After reviewing a number of different versions, I decided to create my own version. It basically follows the outline of the scout oath, with the outdoor code worked in, and it sort of represents my own thoughts on what LDS scouting can be at its best. Because my scouting experience has been with LDS troops, the version I created is written specifically for LDS scouts, but it could easily be modified to use with boys who come from other traditions.

Anyway I thought I would post it here to share in case anyone else may find it useful.

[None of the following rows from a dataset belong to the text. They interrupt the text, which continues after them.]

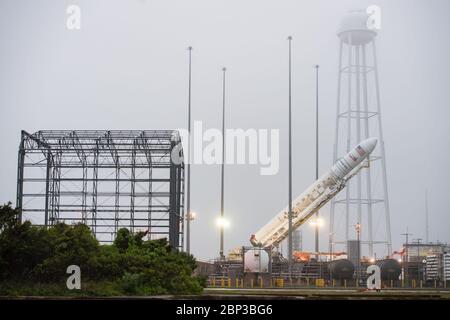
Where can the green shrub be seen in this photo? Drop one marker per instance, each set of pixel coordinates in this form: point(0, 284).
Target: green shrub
point(35, 259)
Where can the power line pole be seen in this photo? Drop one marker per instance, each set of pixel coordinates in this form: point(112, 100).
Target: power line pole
point(290, 161)
point(426, 217)
point(317, 158)
point(188, 189)
point(222, 206)
point(406, 259)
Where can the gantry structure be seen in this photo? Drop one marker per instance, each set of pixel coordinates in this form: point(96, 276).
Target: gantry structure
point(105, 179)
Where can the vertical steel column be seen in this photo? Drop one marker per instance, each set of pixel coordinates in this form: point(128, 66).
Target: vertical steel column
point(290, 161)
point(222, 181)
point(94, 188)
point(349, 130)
point(188, 167)
point(358, 136)
point(335, 147)
point(133, 185)
point(20, 177)
point(58, 182)
point(366, 136)
point(47, 186)
point(383, 154)
point(173, 216)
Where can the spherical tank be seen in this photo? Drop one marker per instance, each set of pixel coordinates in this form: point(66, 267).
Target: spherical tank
point(353, 28)
point(390, 269)
point(341, 269)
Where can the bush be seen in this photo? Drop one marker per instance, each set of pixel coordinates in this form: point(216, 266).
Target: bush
point(33, 256)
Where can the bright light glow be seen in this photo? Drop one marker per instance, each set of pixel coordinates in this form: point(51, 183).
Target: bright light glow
point(317, 222)
point(191, 216)
point(222, 222)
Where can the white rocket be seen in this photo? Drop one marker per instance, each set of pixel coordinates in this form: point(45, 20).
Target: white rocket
point(318, 194)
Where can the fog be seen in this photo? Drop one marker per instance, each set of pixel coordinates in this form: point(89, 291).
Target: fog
point(126, 68)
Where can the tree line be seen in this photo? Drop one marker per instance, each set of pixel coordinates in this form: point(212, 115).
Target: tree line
point(37, 257)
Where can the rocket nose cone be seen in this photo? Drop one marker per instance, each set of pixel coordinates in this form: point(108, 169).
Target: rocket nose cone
point(369, 144)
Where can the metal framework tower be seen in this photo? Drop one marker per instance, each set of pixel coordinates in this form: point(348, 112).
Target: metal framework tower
point(358, 117)
point(105, 179)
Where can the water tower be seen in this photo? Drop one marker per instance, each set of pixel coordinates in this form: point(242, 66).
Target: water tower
point(365, 199)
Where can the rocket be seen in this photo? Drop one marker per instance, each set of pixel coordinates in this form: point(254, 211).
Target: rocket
point(315, 196)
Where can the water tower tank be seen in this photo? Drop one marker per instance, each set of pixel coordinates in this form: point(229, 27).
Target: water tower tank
point(353, 28)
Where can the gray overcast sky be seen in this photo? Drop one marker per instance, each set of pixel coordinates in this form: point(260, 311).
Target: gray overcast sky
point(127, 69)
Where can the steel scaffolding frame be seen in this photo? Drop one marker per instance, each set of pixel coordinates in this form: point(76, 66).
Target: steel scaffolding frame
point(104, 179)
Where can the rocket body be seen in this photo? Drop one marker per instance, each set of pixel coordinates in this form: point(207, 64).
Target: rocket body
point(315, 196)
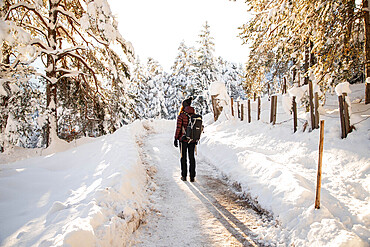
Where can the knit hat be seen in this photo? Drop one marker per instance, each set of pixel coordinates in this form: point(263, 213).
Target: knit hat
point(187, 102)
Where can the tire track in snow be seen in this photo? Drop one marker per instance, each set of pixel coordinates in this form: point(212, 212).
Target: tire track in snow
point(204, 213)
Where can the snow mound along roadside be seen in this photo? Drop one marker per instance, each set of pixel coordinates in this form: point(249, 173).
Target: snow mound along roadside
point(278, 169)
point(92, 195)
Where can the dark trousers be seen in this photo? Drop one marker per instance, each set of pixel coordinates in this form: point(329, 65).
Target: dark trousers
point(187, 148)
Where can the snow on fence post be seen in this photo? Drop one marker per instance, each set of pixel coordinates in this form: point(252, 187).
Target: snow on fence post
point(258, 108)
point(242, 112)
point(237, 104)
point(249, 110)
point(294, 114)
point(232, 106)
point(317, 116)
point(310, 92)
point(217, 109)
point(321, 147)
point(346, 115)
point(284, 86)
point(273, 109)
point(341, 115)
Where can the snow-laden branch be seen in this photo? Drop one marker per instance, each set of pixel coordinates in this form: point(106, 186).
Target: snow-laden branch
point(35, 28)
point(69, 50)
point(28, 6)
point(66, 13)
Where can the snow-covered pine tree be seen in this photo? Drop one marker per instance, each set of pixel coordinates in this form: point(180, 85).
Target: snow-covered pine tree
point(156, 99)
point(138, 90)
point(281, 31)
point(205, 71)
point(73, 38)
point(182, 78)
point(17, 93)
point(233, 76)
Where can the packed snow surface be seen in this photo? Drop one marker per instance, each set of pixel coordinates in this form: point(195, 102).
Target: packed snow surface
point(98, 193)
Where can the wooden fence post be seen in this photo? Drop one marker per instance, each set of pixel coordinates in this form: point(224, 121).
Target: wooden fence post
point(341, 115)
point(321, 147)
point(346, 115)
point(217, 109)
point(249, 110)
point(317, 116)
point(238, 108)
point(284, 86)
point(232, 106)
point(294, 115)
point(313, 122)
point(242, 112)
point(273, 109)
point(258, 108)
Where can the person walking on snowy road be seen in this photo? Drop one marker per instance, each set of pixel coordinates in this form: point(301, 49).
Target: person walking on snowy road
point(186, 147)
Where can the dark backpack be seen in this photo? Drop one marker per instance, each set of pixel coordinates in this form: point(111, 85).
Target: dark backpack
point(194, 128)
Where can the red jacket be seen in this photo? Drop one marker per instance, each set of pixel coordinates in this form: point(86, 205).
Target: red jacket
point(182, 122)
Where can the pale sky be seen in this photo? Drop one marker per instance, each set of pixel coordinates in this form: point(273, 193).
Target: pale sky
point(156, 27)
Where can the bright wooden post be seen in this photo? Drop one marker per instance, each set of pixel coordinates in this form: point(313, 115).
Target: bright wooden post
point(341, 115)
point(346, 115)
point(237, 104)
point(321, 147)
point(249, 110)
point(242, 112)
point(273, 109)
point(313, 123)
point(294, 115)
point(258, 108)
point(284, 86)
point(232, 106)
point(317, 116)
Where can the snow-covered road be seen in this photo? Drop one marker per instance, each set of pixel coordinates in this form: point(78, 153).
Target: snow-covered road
point(204, 213)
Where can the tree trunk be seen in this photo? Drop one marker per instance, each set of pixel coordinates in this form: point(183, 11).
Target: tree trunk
point(51, 87)
point(306, 61)
point(365, 5)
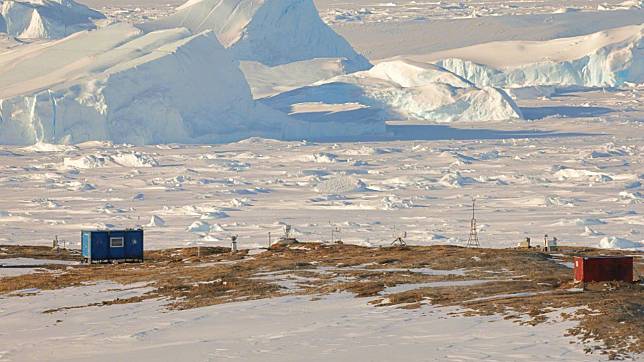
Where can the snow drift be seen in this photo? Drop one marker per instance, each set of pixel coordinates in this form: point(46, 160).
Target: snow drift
point(604, 59)
point(272, 32)
point(403, 90)
point(45, 19)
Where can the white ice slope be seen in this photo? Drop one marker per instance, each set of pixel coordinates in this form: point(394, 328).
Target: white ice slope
point(119, 84)
point(399, 90)
point(272, 32)
point(45, 19)
point(604, 59)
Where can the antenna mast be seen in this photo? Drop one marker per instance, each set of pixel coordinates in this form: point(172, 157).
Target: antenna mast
point(473, 239)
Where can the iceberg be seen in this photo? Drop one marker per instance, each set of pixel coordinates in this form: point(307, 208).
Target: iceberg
point(45, 19)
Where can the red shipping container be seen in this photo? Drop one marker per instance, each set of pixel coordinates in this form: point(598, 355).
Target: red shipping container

The Eagle Charge (for LDS scouts)

Receiving the Eagle Scout award may seem like the end of a long road. And in some ways it is. But in an even more important way, it is not an end, but a beginning. We recognize your accomplishments and we are proud of them, but these have all been for a purpose beyond your own edification. You learned these things and gained these skills so that you could put them to use in the service of others. Becoming an Eagle is not a reward for your accomplishments, it is qualification to enter a fellowship of those who have pledged themselves to the service of others. This is the end of your rank advancement as a Boy Scout, but it is the beginning of a life of service as an Eagle Scout.

And so I have been asked to give you the Eagle Charge as part of this Court of Honor. If you accept this charge, you will be entrusted with a burden to fulfill a special responsibility of service. How well you keep that trust will reflect not only on you, but on your family, your church, and on scouting. Do not fail in that responsibility.

I charge you to do your duty to God with the same diligence that you exercised in progressing through rank advancement and fulfilling the Eagle requirements. Strive to keep all the covenants that you have made and that you will make with God. Put aside your sins and learn to exercise faith in Jesus Christ alone; come unto Christ continually in fervent prayer and searching repentance until you can truly say that you do always remember him.

I charge you to do your duty to your country with the loyalty and courage that you were taught as a scout. Be loyal to the principles of freedom, democracy, civility, peace, tolerance, justice, and the rule of law. Be brave and stand up for these principles when they are threatened. Stand against oppression, fear, cynicism, intolerance, bigotry, and hate of all kinds. Make true the promise of “liberty and justice for all” people, regardless of their identity or circumstances.

I charge you use the skills and the knowledge that you have gained to help other people at all times. Continue to do a good turn daily. Help and serve those around you and pay special attention to those who most need your help—those that are weaker, smaller, less popular, less educated, or poorer than you are. Moroni prophesied that in the last days many people would allow the “the hungry, and the needy, and the naked, and the sick and the afflicted to pass by” them, and would not notice them (Mormon 8:39). I charge you to notice them.

I also charge you to live and stand for the principles of the outdoor code that you learned as a scout. You have been taught to see the earth not as a thing to consume, but as God’s own work, for us to nurture and carefully preserve. We have gone into the wilderness, the forests, the mountains, and the deserts, and just as the Moses, Enos, John the Baptist, and others, we have found God there. Defend creation from reckless consumption and waste. Do your part to preserve its beauty and wonder for others. Teach others to appreciate and care for the earth, and lead them to find God in his creation.

Finally, I charge you to keep yourself physically strong, mentally and intellectually sharp, and morally upright, that you may be always be prepared to help others, that you may be an effective instrument in the hands of God in the service of your country and in the service of other people. Remember and keep the 12 points of the scout law. Stay active. Stay curious. Stay honest. And stay humble.

[Take the scout by the hand in the scout handshake.] [Scout’s name], do you willingly accept this charge, and do you pledge, on your honor, that you will you do your best to fulfill it? [Wait for an affirmative answer.] Then I welcome you into this brotherhood as a fellow Eagle Scout.

Comments

  1. Really good, excellent charge.

  2. I like that you formulated your LDS version!